At the beginning of the year, many of us arrive with plans to become a part of a plethora of things on campus. We stroll down the spine at the Involvement Fair and write down our name for almost every group, wanting to be the next big super-student who is seemingly a part of everything. (theodysseyonline)

A few weeks pass, and you find people saying, “Oh yeah, I’m technically a part of that.” I would like to point out writing your name down on a sheet of paper does not make you a part of anything.  

First, to actually be involved in a club, one must be active – attending meetings, volunteering to help out when needed, and keeping up-to-date with what’s going on. You do not have to be a club officer running around trying to organize everything, but simply someone who is interested in advancing the club and its purpose on your campus. 

The benefits of doing all this?

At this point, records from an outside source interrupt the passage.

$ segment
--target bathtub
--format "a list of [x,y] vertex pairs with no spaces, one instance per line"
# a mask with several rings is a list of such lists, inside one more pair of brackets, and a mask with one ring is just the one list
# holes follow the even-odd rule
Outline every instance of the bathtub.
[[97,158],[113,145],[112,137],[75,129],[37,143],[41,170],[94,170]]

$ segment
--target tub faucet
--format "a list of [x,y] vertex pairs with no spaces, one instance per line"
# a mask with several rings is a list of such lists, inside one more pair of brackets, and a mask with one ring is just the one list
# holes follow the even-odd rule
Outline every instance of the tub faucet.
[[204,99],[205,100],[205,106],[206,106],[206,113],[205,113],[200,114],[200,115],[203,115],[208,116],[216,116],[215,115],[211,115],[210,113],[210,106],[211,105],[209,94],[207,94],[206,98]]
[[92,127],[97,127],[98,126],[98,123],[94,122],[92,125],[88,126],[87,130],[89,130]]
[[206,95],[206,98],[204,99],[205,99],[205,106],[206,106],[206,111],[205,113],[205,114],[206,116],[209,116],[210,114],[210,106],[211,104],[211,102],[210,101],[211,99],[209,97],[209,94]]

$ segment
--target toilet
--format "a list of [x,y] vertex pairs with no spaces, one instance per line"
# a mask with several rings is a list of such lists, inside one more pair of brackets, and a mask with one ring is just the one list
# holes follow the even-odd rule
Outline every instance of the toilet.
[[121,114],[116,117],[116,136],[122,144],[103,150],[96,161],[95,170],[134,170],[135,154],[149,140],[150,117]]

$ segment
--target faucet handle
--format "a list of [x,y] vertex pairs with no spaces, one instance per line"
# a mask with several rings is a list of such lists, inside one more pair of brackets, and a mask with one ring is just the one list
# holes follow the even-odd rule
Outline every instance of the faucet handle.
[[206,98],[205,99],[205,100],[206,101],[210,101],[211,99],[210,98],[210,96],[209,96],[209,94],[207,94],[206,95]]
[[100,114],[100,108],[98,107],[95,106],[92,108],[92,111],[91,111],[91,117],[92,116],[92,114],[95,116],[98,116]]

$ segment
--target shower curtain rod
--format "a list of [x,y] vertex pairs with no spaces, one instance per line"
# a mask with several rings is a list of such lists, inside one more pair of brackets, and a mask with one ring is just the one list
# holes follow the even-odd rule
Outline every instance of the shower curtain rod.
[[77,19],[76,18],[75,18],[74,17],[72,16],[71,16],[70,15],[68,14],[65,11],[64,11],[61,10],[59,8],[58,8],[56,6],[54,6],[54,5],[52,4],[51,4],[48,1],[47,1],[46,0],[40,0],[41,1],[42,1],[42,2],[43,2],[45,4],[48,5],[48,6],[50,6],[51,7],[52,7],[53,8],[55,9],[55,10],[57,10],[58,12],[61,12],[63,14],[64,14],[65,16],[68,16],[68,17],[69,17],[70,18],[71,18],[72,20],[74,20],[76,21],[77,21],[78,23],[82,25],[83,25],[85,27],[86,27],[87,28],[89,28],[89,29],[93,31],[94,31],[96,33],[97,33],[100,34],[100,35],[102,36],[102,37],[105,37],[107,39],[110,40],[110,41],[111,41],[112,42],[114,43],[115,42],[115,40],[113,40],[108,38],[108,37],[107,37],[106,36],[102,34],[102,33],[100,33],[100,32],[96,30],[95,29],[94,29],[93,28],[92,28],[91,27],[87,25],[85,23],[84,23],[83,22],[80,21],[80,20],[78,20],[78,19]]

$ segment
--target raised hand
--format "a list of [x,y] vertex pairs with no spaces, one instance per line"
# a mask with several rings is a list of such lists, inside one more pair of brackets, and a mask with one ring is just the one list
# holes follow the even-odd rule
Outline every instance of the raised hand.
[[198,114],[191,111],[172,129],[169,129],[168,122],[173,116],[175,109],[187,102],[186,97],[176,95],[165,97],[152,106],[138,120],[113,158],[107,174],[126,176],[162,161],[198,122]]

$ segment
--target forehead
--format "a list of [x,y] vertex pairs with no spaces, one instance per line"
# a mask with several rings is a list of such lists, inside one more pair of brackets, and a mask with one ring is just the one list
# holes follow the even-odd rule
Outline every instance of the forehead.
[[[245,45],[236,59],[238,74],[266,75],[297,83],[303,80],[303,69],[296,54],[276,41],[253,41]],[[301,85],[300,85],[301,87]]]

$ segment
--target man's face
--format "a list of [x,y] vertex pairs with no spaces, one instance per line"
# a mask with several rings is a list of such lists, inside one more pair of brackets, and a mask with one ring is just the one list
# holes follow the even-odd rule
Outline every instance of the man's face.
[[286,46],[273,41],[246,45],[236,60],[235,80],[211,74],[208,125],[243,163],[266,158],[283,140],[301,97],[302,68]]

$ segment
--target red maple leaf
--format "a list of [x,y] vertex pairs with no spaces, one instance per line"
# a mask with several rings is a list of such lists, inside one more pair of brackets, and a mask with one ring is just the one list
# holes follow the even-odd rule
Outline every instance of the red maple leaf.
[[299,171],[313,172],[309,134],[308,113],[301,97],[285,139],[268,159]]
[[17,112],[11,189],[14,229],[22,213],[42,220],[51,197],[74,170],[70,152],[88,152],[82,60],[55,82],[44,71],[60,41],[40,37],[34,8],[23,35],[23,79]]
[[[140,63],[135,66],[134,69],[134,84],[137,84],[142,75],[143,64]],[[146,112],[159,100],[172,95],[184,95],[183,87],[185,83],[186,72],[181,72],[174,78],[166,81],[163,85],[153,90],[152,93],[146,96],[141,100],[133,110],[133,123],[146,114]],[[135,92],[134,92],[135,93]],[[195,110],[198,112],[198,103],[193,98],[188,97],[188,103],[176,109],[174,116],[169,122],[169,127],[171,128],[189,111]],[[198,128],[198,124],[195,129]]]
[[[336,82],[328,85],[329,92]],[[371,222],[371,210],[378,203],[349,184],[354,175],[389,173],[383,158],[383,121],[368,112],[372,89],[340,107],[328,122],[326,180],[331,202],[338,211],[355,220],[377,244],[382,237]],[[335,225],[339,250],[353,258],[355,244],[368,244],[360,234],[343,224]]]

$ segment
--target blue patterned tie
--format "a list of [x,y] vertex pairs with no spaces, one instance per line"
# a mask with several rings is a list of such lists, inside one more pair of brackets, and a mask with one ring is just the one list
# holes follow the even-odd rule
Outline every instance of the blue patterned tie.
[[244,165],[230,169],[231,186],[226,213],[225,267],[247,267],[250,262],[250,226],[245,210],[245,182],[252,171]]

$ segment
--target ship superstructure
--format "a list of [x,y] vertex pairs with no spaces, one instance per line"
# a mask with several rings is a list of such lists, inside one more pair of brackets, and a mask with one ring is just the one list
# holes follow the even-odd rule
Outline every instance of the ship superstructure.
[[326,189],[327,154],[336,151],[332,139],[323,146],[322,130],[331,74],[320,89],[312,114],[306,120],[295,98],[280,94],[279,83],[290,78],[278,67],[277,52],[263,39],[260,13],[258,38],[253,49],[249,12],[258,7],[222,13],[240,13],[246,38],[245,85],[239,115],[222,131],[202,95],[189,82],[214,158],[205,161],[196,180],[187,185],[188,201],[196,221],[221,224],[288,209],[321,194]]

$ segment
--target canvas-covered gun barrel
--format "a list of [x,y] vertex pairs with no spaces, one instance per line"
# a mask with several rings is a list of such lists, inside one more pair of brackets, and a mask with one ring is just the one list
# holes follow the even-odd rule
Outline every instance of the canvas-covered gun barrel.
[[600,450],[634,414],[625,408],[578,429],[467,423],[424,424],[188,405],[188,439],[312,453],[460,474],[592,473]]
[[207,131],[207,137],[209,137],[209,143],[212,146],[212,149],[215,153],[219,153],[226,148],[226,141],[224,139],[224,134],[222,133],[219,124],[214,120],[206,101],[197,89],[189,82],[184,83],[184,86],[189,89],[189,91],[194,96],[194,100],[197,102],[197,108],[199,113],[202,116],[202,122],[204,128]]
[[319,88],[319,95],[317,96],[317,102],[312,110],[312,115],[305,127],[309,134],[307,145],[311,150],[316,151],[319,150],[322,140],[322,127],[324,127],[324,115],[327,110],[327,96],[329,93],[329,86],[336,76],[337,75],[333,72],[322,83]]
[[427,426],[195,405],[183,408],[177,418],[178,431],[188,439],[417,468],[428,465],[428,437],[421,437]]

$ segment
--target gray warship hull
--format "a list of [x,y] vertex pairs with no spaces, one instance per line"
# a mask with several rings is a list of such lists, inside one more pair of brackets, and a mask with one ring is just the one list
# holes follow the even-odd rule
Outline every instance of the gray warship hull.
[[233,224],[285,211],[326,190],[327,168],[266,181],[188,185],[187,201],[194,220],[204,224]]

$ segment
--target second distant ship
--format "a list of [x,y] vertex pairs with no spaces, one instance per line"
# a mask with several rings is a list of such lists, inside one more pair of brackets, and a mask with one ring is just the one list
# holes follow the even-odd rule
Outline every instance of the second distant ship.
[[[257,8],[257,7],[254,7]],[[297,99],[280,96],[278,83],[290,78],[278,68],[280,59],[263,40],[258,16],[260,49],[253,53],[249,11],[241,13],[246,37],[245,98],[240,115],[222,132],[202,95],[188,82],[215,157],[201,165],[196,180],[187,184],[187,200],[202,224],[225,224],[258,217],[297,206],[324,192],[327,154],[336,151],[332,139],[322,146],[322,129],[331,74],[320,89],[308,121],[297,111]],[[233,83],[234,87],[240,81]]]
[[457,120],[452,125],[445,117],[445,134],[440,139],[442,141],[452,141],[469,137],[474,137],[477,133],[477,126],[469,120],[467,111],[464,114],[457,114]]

They’re quite endless really, depending on the effort you put in and what you plan to get out of it.

Getting involved in student-run clubs and organizations is an opportunity for resume-building, networking, forming community and friendships, being a leader in your school and learning about different areas you’re interested in outside of general coursework.(tumblr)

For example, I showed up at the first meeting of PRSSA, a public relations society with a chapter at Cal Lutheran, with barely a clue of what public relations was. Now I am the vice president of the club, and have received numerous learning and networking opportunities even though public relations is not my area of study. I also do numerous things for Her Campus because I fell in love with the group and its awesome members, and it allows me to tell you my own story right now. 

If you are interested in applying for grad school, or even showing an employer, especially for an internship, what you did in college and how you set yourself apart, these are the things that will make a difference.